Nominated Member of the Legislative Council
- In office 1903–1919

Chief Medical Officer
- In office 1908–1919

Personal details
- Born: 20 June 1861 London, United Kingdom
- Died: 22 March 1940 (aged 78)

= George Lynch (Chief Medical Officer) =

British physician

Dr George William Augustus Lynch (20 June 1861 – 22 March 1940) was a British physician. He served as Chief Medical Officer in Fiji, and was a member of the colony's Legislative Council.

==Biography==
Lynch was born on 20 June 1861 in London.
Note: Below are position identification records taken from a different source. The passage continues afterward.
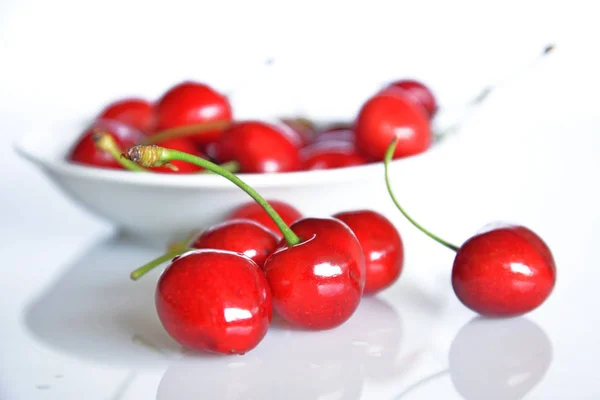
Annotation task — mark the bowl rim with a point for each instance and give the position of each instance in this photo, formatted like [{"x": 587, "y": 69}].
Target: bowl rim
[{"x": 61, "y": 166}]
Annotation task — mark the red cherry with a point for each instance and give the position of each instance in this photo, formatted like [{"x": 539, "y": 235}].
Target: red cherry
[
  {"x": 255, "y": 212},
  {"x": 181, "y": 144},
  {"x": 241, "y": 236},
  {"x": 336, "y": 134},
  {"x": 503, "y": 272},
  {"x": 191, "y": 103},
  {"x": 388, "y": 115},
  {"x": 421, "y": 93},
  {"x": 85, "y": 152},
  {"x": 381, "y": 244},
  {"x": 337, "y": 126},
  {"x": 138, "y": 113},
  {"x": 214, "y": 300},
  {"x": 330, "y": 154},
  {"x": 259, "y": 148},
  {"x": 318, "y": 283},
  {"x": 303, "y": 127}
]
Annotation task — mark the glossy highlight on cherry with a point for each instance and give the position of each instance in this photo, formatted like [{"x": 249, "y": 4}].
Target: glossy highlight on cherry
[{"x": 502, "y": 272}]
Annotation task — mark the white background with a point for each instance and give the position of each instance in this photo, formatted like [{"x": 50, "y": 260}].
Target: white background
[{"x": 530, "y": 155}]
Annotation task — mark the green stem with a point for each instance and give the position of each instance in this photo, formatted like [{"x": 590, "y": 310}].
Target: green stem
[
  {"x": 107, "y": 143},
  {"x": 388, "y": 157},
  {"x": 187, "y": 130},
  {"x": 144, "y": 269},
  {"x": 155, "y": 155},
  {"x": 231, "y": 166}
]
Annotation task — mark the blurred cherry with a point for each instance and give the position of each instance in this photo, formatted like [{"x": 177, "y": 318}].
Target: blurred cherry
[
  {"x": 138, "y": 113},
  {"x": 85, "y": 151},
  {"x": 259, "y": 148},
  {"x": 190, "y": 103},
  {"x": 421, "y": 93},
  {"x": 392, "y": 114},
  {"x": 181, "y": 144}
]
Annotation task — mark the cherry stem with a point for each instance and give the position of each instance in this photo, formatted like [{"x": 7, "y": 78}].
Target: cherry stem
[
  {"x": 152, "y": 155},
  {"x": 231, "y": 166},
  {"x": 187, "y": 130},
  {"x": 105, "y": 142},
  {"x": 388, "y": 157},
  {"x": 149, "y": 266}
]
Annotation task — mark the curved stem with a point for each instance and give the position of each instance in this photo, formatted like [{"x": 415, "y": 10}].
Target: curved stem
[
  {"x": 388, "y": 157},
  {"x": 144, "y": 269},
  {"x": 154, "y": 155},
  {"x": 105, "y": 142},
  {"x": 231, "y": 166},
  {"x": 187, "y": 130}
]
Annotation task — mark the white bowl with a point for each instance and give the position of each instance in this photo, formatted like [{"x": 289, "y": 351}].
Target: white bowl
[{"x": 158, "y": 208}]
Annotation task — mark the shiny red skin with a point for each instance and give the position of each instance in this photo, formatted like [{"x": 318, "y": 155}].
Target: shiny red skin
[
  {"x": 259, "y": 148},
  {"x": 187, "y": 146},
  {"x": 255, "y": 212},
  {"x": 337, "y": 135},
  {"x": 390, "y": 114},
  {"x": 192, "y": 103},
  {"x": 381, "y": 244},
  {"x": 85, "y": 152},
  {"x": 138, "y": 113},
  {"x": 241, "y": 236},
  {"x": 215, "y": 301},
  {"x": 421, "y": 93},
  {"x": 503, "y": 272},
  {"x": 318, "y": 283},
  {"x": 330, "y": 154}
]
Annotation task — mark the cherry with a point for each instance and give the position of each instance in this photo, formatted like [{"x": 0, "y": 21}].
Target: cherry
[
  {"x": 330, "y": 154},
  {"x": 318, "y": 283},
  {"x": 214, "y": 300},
  {"x": 303, "y": 127},
  {"x": 258, "y": 147},
  {"x": 501, "y": 272},
  {"x": 337, "y": 135},
  {"x": 392, "y": 114},
  {"x": 85, "y": 151},
  {"x": 138, "y": 113},
  {"x": 181, "y": 144},
  {"x": 241, "y": 236},
  {"x": 255, "y": 212},
  {"x": 381, "y": 245},
  {"x": 317, "y": 276},
  {"x": 421, "y": 94},
  {"x": 190, "y": 103}
]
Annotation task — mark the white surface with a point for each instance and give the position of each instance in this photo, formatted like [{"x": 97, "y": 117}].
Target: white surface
[
  {"x": 159, "y": 209},
  {"x": 68, "y": 311}
]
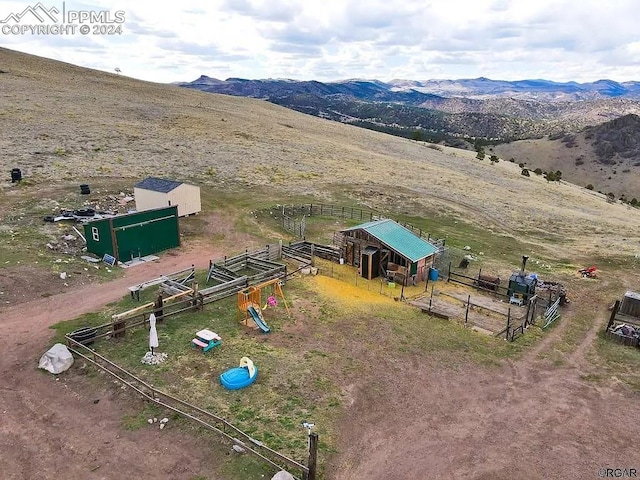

His father, William Nicholas Lynch, was a barrister who worked at the Middle Temple in London and Georgetown in British Guiana. He attended Westminster School between 1875 and 1879, before studying at Caius College at the University of Cambridge and St Thomas' Hospital.

In 1890 he was appointed as a District Medical Officer in the town of Ba in Fiji, progressing to become Senior Medical Officer in 1898, and then Chief Medical Officer in 1908. He served as Head of the Fijian School of Medicine between 1907 and 1919.

In his role as Senior and Chief Medical Officer, he was also appointed to the Legislative Council in 1903, and also served in the Executive Council.

After retiring in 1919, he returned to the UK and settled in Aldeburgh, Suffolk, where he continued to practice. He died on 22 March 1940 at the age of 78.